Os preços das hospedagens têm sido alvo de reclamações. Há diárias de até R$2 milhões, o que o governo pode fazer para controlar isso?
Temos o desafio de colocar todos esses leitos à disponibilidade, para que haja uma acomodação dos preços. Num primeiro momento, pela oferta baixa, a gente teve preços bem altos. O governo deve atuar através de defesa do consumidor, Procon, para cumprir o papel de evitar prejuízos ao consumidor. Agora, você tem um padrão em todo o calendário de grandes eventos, é natural, temos que compreender. E sem preconceito, porque também não se pode querer imputar a Belém como se fosse pela primeira vez na história esse aumento de preço. Os preços nos hotéis em Baku e Dubai (sedes das últimas COPs) eram absolutamente elevados. No Rio de Janeiro, por exemplo, no G20, as tarifas hoteleiras aumentaram de preço. Com a Lady Gaga que vai tocar aí no Rio agora no início de maio. É natural.
Distribuição dos leitos
- Hotéis: 16.000
- Navios: 4.700
- Plataformas de hospedagem: 13.000
- Escolas, alojamentos, vilas militares e outros: 16.600
Nos últimos meses chegou a se falar sobre risco de a COP sair de Belém por causa desses desafios. Isso é um risco real?

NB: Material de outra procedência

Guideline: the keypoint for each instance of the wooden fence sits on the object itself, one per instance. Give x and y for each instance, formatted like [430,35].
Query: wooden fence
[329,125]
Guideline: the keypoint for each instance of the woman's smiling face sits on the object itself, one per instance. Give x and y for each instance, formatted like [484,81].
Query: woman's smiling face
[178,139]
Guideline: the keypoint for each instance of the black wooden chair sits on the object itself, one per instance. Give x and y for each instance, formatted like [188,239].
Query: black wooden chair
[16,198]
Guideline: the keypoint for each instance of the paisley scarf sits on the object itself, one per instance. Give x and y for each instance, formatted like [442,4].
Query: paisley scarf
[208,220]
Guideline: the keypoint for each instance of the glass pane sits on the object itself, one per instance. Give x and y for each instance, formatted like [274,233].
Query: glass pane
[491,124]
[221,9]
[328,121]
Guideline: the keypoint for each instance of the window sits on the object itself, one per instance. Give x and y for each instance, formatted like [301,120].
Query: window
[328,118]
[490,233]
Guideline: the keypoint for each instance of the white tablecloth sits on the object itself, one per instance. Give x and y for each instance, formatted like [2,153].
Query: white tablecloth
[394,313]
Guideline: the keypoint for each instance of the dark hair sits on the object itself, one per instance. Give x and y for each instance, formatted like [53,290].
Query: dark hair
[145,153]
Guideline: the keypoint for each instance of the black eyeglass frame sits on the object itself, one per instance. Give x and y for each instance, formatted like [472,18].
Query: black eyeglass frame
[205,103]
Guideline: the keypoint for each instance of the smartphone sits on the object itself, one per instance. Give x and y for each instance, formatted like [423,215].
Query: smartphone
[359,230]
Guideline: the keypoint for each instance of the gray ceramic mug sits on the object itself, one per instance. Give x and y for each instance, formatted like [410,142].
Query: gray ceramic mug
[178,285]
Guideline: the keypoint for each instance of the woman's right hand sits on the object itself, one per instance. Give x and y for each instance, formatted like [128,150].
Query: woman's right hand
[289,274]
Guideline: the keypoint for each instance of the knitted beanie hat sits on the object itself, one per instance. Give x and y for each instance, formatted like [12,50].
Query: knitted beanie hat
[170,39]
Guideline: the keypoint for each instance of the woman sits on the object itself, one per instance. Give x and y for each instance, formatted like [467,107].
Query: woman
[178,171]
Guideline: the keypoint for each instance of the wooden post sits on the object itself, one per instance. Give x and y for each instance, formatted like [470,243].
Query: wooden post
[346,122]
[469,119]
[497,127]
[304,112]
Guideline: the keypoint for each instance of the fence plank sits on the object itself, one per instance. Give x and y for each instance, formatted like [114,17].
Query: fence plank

Não há hipótese, isso é uma etapa vencida. Havia uma especulação, mas o evento acontecerá integralmente em Belém. O que não impede, e eu estimulo inclusive isso, que outras cidades possam se habilitar. Se algum líder global quiser ficar em São Luís, quiser conhecer Macapá, Santarém, Marabá, isso tudo é muito muito interessante.
Além dos preços dos hotéis, há uma inflação em custos locais, como na construção civil, nos alimentos, até no açaí. Te preocupa um efeito negativo na população do Pará?
Eu analiso sobre o ângulo do aquecimento econômico, que é transversal. Da mesma forma que você tem um preço que possa aumentar de mão de obra da construção civil, você tem uma empregabilidade extraordinária. É uma transformação que a cidade está vivendo, e isso envolve construção civil, comércio, serviços. Pela estimativa do PIB do Brasil de 2025, o Pará é o terceiro estado em crescimento, isso nunca aconteceu. Nesse primeiro trimestre, foram abertas 26 mil empresas, principalmente micro e pequenas empresas, as pessoas estão enxergando as oportunidades. Com relação à questão alimentar, o açaí é cíclico, é natural que na entressafra haja um aumento de preço. E há um outro incremento, que é a demanda por açaí no mercado internacional. O que temos trabalhado é o incentivar a ampliação produtiva, até porque o açaí e o cacau são os nossos grandes cases de produção sustentável do estado.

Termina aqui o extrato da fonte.